When you lose something valuable, how far will you go to get it back? In Peta Game's Shaban, a shepherd travels across vast ravines, haunted forests and snow-capped peaks to rescue his kidnapped flock. Along the way, he is daunted by the three invidious thieves who stole his sheep in the first place. Now, the little herdsman must repair destroyed conveyances, help villagers in rampaged towns, and fend off the villains outright attacks upon him.
Your role in this beguiling puzzle adventure game is to help the winsome pilgrim in his sheep recovery quest by solving a slew of thorny puzzles all while enjoying the hand-drawn watercolor surroundings and comic strip style narratives. Move about by pointing and clicking wherever you want to go—an arrow cursor indicates the entrance to a new scene, but otherwise, almost anywhere you click, the characters will follow. The cursor also changes to indicate interactive areas, anything worth a closer look, and items to pick up. A drop down inventory at the top keeps your possessions organized until you're ready to use or combine them.

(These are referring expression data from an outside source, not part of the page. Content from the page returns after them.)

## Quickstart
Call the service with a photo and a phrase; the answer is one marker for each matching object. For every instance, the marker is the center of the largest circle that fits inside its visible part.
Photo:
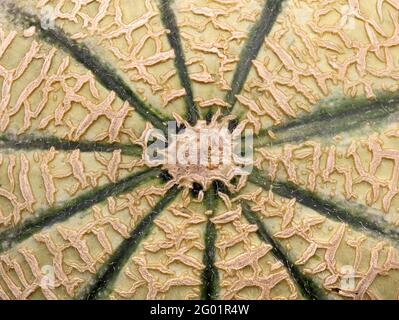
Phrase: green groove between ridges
(210, 275)
(259, 31)
(169, 22)
(338, 116)
(354, 216)
(307, 286)
(49, 217)
(81, 53)
(31, 142)
(106, 276)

The story mainly follows the young sheep herder but, for added cuteness, there are times when you play as his pet goat. In fact, some puzzles are only doable by the goat while others are more human friendly. You'll know this by each character's reaction to the puzzles they encounter. The puzzles and mini-games employ the same charm and artwork as the rest of the adventure and include such tasks as uncrossing wires, reassembling torn pictures, solving codes and completing fragmented object searches. There is little in the way of help, though; the "hint" button is just that: a subtle hint. Except in the case of the arcade-type mini-games, there is also no way to skip these puzzles. Even so, it doesn't take long to get the hang of things, and soon you'll be looking forward to the next challenge.
Analysis: Because both the sheep herder's story and the puzzle instructions are conveyed almost entirely through visuals, there is a meditative feel to Shaban. Most the appeal is in the game's unique style, beautiful design and endearing characters. The story and the gaming elements overlap so that the puzzles convey as much story as any narrative would. Similar to Albert Lamorisse's The Red Balloon, without the intrusion of verbal elements, the experience of playing Shaban becomes more absorbing and poignant.
Even the puzzle instructions (a.k.a. "hints") give little in the way of textual explanation. This might prove frustrating to those who are unaccustomed to this type of gameplay, but at the same time it will be a refreshing delight to those who like figuring things out on their own. Lateral thinking and keen eyesight are also leaned on heavily here. The reflex-based mini-games seem a bit out of place but are good for adding action to the adventure. The exception to the fun, from this reviewer's perspective, was an overly difficult fishing excursion, but it was nothing the "skip" button couldn't solve.
Another good way to describe Shaban is to compare it to Machinarium and The Tiny Bang Story. Still, it has a few more rough edges than those titles along with a distinct hand-made, artisan feel to it. While extremely appealing in both overall design and the unassisted challenge to the puzzles, Shaban tends to vacillate between awkward quirkiness and a quirky charm. Players who are impatient with the slow presentation or who take less stock in aesthetic qualities might not see its appeal. Give it a demo first, see what you think. This is a game that caters to those looking for something uniquely creative, uncommonly gorgeous and simply adora-baaahh!